26El cierre

En el pasillo vio el rótulo destellante que indicaba el origen del conflicto. AUTOPSIAS. Hall se figuró el problema: fuese por lo que fuere, los cierres se habían roto y se había producido la contaminación. Con ello, sonaba la alarma.

Mientras corría por el pasillo, una voz sosegada, apaciguadora, decía por el altavoz:

«En Autopsias se ha roto el cierre. En Autopsias se ha roto el cierre. Nos hallamos en una emergencia».

Su técnico ayudante salió del laboratorio y le vio.

—¿Qué ha sido?

—Burton, creo. Se ha extendido la infección.

—¿Está bien Burton?

—Lo dudo —contestó Hall, corriendo. La joven corría a su lado.
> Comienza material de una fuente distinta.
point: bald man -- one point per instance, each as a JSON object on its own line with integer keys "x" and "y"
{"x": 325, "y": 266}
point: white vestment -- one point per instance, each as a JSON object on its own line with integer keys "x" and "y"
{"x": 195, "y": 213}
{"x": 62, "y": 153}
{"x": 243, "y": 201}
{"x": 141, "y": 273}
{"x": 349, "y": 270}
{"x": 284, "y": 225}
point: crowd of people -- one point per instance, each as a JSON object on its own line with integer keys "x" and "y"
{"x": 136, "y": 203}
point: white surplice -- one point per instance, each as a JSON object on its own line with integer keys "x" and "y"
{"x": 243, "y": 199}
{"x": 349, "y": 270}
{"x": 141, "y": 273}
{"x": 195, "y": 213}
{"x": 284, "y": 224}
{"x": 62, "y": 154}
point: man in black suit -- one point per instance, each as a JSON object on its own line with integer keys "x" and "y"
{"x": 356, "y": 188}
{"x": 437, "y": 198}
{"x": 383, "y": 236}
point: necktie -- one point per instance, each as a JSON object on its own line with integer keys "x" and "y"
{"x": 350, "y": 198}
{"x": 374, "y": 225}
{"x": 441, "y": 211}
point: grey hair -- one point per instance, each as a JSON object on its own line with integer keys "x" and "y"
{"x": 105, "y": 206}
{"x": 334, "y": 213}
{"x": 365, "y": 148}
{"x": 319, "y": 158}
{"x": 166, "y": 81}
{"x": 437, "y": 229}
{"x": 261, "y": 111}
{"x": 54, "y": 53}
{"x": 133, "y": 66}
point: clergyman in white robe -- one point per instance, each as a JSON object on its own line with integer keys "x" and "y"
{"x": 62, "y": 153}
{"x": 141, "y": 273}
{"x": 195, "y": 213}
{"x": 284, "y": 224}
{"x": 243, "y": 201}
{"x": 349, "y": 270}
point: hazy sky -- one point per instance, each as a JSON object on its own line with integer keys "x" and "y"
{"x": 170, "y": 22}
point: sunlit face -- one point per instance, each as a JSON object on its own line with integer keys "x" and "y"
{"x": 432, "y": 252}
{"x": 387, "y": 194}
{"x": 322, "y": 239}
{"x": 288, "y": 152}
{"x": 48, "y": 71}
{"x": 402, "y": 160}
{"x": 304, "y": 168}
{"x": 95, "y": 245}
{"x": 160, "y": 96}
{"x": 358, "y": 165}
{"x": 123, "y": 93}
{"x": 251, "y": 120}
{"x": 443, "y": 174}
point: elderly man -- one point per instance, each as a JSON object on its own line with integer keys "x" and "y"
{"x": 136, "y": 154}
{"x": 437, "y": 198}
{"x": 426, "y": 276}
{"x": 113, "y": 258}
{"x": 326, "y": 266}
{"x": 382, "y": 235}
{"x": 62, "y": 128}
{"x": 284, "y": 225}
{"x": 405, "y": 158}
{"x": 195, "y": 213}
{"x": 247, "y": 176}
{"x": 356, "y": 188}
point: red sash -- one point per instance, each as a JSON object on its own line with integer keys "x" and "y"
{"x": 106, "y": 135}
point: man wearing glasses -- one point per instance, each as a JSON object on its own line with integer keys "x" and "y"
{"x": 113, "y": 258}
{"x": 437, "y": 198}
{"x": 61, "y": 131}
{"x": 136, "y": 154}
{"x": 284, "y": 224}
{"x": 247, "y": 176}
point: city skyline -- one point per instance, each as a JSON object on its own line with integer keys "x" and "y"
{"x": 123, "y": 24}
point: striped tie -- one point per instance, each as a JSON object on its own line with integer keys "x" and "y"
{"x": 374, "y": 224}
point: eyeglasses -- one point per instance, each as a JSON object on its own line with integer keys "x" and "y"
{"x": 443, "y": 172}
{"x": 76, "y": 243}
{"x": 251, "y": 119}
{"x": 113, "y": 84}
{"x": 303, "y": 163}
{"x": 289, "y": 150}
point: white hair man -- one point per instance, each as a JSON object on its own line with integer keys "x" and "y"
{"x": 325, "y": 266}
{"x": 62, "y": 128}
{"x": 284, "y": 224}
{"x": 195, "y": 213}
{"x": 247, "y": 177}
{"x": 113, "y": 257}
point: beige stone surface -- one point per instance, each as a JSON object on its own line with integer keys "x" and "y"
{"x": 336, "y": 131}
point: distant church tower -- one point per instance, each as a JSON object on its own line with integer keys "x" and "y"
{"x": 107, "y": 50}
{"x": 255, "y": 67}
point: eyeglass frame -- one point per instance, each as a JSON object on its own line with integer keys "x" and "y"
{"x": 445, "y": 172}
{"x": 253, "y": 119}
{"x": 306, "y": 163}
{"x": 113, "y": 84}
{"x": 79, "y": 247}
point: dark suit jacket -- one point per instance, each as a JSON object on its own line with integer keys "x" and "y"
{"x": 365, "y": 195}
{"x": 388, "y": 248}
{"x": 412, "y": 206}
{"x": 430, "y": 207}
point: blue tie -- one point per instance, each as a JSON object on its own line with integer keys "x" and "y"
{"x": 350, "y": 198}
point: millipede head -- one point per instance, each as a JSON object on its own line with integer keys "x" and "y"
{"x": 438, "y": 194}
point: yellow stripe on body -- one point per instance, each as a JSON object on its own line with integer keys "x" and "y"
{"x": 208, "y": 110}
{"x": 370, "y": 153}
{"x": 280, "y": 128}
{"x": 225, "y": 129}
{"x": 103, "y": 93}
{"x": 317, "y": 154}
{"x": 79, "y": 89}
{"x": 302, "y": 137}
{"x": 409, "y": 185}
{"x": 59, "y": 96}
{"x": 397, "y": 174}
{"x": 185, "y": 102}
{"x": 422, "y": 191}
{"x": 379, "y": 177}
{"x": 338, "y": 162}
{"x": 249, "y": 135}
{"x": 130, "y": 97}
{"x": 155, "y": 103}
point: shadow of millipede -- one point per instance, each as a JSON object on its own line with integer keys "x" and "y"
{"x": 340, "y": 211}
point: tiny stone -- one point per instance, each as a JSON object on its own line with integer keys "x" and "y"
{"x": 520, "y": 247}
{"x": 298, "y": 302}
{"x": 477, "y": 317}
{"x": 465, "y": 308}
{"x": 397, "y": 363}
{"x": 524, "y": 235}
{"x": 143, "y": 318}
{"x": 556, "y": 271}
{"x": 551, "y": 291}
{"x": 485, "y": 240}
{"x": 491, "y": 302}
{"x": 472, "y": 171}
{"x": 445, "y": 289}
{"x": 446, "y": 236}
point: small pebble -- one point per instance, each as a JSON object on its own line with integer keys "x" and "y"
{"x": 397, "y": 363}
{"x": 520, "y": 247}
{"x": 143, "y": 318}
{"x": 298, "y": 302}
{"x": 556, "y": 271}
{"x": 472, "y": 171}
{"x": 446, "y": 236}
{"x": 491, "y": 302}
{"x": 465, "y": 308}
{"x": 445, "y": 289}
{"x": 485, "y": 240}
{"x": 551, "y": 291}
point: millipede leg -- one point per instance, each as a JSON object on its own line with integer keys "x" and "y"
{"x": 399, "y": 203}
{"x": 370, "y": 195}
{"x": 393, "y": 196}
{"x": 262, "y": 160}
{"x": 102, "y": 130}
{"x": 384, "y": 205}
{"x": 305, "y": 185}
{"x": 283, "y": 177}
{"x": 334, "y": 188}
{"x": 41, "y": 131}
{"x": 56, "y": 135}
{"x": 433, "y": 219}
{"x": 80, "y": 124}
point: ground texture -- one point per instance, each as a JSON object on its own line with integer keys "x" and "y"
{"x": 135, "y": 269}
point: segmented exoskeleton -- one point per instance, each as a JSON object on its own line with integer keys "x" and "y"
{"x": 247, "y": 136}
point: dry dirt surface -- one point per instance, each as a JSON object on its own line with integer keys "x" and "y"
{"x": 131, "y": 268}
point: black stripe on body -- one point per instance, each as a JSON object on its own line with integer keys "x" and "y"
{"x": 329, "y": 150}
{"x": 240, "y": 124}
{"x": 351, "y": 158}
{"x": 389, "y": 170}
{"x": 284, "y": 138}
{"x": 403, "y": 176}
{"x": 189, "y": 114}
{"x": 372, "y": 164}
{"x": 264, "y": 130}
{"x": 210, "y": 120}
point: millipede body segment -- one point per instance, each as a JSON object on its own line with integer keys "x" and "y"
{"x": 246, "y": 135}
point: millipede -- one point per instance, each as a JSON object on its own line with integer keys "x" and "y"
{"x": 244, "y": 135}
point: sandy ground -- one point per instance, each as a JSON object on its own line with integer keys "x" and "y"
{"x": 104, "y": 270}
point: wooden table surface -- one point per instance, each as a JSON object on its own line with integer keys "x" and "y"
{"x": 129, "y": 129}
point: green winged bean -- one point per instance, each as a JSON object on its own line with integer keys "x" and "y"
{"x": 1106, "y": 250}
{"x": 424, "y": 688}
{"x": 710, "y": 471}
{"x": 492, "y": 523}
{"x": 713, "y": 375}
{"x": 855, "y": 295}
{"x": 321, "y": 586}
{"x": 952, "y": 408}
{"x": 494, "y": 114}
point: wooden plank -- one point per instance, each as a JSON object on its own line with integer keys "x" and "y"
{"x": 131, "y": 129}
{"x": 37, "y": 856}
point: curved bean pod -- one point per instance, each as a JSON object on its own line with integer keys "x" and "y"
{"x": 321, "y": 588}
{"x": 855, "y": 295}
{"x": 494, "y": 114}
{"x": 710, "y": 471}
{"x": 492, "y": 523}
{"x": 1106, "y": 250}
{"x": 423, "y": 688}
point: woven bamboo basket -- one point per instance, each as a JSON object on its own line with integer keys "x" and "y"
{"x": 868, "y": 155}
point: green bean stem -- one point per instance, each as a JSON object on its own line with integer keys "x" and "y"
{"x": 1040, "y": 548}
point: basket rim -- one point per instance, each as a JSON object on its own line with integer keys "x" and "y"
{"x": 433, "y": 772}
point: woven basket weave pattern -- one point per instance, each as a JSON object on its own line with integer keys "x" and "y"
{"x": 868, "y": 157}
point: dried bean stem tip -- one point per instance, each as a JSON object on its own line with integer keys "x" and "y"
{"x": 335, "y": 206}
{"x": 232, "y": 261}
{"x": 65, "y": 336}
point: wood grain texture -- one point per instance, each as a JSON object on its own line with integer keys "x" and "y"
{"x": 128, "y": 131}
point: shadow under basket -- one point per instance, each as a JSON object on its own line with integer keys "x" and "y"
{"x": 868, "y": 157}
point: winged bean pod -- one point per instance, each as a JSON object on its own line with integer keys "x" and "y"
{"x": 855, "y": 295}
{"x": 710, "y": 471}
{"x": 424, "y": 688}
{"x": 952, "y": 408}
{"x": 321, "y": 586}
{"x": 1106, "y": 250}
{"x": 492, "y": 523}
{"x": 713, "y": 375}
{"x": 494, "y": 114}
Leavitt salió del cuarto de Morfología y se unió a ellos, lanzado a la carrera por el pasillo de suaves curvas. Hall iba diciéndose que Leavitt era muy ágil para su edad, cuando, de pronto, éste se paró.

Parecía que había quedado clavado al suelo; tenía los ojos fijos en el rótulo destellante y en la luz de arriba, que se encendía y se apagaba.

Hall miró atrás.

—Vamos —dijo.

—Doctor Hall, a su compañero le pasa algo —advirtió la ayudante.

Leavitt no se movía. Permanecía con los ojos abiertos, pero por lo demás hubiera podido creerse que se había dormido. Los brazos le colgaban abandonadamente sobre los costados.

—¡Doctor Hall!

Hall se paró y retrocedió.

—Peter, muchacho, vamos; necesitamos su…

No dijo nada más; Leavitt no le escuchaba. Continuaba con la vista fija en la luz intermitente. Cuando Hall le pasó la mano por delante del rostro, no reaccionó. Entonces Hall recordó las otras luces parpadeantes, aquellas de las cuales Leavitt se había apartado, disimulando con una broma.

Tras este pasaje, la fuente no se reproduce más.